Seeking the “Private” in Private Equity
According to accounting firm Deloitte, only 4 per cent of family businesses intend to rely on IPOs for their capital needs over the next two years. Borrowing from financial institutions and taking advantage of grants and incentives will be the most common methods family firms use to achieve liquidity in their operations. The trend is due at least in part to the American National Securities Markets Improvement Act of 1996, which made it easier for private companies to sell stock to large institutions and wealthy investors. Selling stock to raise funds without the scrutiny required when taking a company public is appealing to many family firms. In 2018, private assets under management surpassed $5 trillion. That figure was less than $1 trillion in 2000.
Family businesses are not alone in their recent shift away from IPOs. Almost 90 per cent of venture-capital-backed firms today look to be acquired rather than going public. In the case of family-controlled Anheuser-Busch InBev, the trend has allowed them – and many others – to grow through mergers and purchases, such as the 2016 acquisition of SABMiller.
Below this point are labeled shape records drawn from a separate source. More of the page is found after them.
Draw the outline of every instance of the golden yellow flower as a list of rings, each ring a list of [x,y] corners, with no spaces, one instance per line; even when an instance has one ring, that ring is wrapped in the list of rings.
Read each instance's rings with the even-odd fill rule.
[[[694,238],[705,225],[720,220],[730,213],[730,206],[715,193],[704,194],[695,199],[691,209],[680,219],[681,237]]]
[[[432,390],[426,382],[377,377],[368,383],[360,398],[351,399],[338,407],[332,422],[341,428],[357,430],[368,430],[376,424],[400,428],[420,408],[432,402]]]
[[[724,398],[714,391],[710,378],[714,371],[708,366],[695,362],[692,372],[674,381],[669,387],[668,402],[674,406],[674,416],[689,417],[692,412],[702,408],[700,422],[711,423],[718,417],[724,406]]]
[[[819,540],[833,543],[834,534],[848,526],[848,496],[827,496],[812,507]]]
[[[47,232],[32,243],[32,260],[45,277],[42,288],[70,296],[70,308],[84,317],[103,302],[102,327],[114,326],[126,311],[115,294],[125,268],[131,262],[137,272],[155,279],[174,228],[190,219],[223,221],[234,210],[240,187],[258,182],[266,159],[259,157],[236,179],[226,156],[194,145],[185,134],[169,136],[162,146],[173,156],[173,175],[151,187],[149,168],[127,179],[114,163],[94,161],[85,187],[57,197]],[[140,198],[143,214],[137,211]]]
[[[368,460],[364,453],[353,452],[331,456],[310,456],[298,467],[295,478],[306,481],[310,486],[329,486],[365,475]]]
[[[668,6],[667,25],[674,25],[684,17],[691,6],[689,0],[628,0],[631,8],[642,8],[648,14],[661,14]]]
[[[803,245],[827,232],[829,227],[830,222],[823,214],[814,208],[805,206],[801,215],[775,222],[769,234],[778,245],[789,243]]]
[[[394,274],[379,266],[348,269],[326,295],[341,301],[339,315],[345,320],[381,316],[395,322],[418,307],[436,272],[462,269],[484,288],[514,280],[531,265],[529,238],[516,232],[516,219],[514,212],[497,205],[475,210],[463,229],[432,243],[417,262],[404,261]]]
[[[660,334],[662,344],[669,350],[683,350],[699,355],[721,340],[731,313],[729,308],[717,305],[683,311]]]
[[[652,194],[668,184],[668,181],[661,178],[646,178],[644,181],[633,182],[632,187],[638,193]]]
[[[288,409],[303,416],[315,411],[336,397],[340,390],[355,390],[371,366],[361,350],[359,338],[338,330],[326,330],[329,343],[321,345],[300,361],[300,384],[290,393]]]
However, it’s not only the regulatory changes of the mid-90s impacting IPO decisions for family businesses; going public can be prohibitively expensive, involving a steady list of lawyers, auditors and investment bankers. The price tag associated with preparing an IPO can run into the millions.
That said, even with the cost and challenges that come with an IPO, the long-term potential can still be enticing. With the largest generational transfer of wealth in history occurring over the next decade, an uptick in IPO use may coincide with family members using them as an exit strategy when they don’t want to continue in the business.
For these and other family firms still committed to going public, early preparation is the best way to take advantage of a favourable window as soon as it appears. Increasing operational transparency is perhaps the most significant hurdle family firms must address before attempting an IPO, and with timing playing such an important role in the successful outcome, the sooner a family lays the groundwork for full disclosure, the better.